According to Sekoia, the project involved exploiting CVE-2025-8088, a path-breaking flaw in WinRAR, to launch an HTML program payload called GammaPhish, which was then used to retrieve Visual Basic Script (VBScript) downloaders called GammaLoad. A series of infections was detected by a French cybersecurity company in January 2026.
“Their main goals are to fingerprint the host system, update the network configuration in the registry using dead drop resolvers (DDRs), download and extract VBScript payloads arbitrarily from C2 servers,” said Sekoia.
One of the payloads is a VBScript worm known as GammaWorm that establishes persistence with programmed tasks and is designed to hide legitimate directories on network shares and USB drives and return malicious Windows Shortcut (LNK) files, which lead to the execution of malicious code found on the command and control server (C2).
To solve its C2, GammaWorm initiates a GET request with curl on a hard-coded Telegram public channel. By using legitimate platforms like Telegram, the idea is to blend in with normal traffic, avoid detection, and maintain long-term spying activities. GammaWorm also relies on the NTFS Alternate Data Streams (ADS) method to hide its core modules.
Another malware family introduced by GammaLoad is a modular data-stealing machine called GammaSteel that captures files that match certain extensions and dumps them on an Amazon Web Services (AWS) S3 bucket or attacker-controlled server as a fallback.
Sekoia said the infection sequence could be used to distribute other malware families, such as GammaWipe (also known as GamaWiper), depending on the threat actor’s goals.
“The exact vector used by GammaWorm remains elusive; it may be simultaneously downloaded by GammaLoad, or launched independently by a user using a weaponized USB drive,” it notes. “Furthermore, we are testing the global execution flow, testing with high confidence that GammaPhish is designed to feed GammaLoad first.”
Gamaredon, a Russian state-sponsored hacking suite officially linked to the Federal Security Service (FSB), has a history of targeting Ukraine, particularly government, military, and critical infrastructure organizations, using phishing emails containing malicious attachments, in these encrypted RAR archives.

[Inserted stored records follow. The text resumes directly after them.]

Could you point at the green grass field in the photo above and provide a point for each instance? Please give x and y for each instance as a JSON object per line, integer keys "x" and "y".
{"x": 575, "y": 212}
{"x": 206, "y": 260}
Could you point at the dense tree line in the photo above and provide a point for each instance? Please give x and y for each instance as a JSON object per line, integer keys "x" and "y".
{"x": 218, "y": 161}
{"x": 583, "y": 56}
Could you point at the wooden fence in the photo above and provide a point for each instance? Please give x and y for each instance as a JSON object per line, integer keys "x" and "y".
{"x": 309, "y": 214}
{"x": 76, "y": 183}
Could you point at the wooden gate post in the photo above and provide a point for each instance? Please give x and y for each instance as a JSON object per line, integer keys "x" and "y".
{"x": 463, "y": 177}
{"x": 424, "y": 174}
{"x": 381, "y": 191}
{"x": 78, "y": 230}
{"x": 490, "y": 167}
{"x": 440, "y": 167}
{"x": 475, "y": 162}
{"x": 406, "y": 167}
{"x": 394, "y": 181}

“This series of contagions presents a strong, massive, and very mysterious design,” Sekoia said. “Because of its flexibility and the ability of the user to update the settings over time, there is a good chance that this structure will be used again in the future.”
The development coincides with targeting UAC-0184 to targets related to the Ukrainian military to deliver an exploit associated with an official program called PassMark BurnInTest using the LNK exploit. The second batch of threat activity targeting Ukraine is UAC-0247 (which was tracked as UAC-0244), which has designated drone operators to release HTML Application (HTA) drones via a ZIP archive and a backdoor capable of establishing a reverse shell on attacker-controlled infrastructure.
Threat hunters also orchestrated the release of PixyNetLoader, a malware loader associated with APT28 for campaigns exploiting the Microsoft Office vulnerability (CVE-2026-21509), to release the COVENANT Grunt installation. According to ExaTrack, the malware family has been found in the wild since December 2024, with the most recent updates received as recently as April 15, 2026.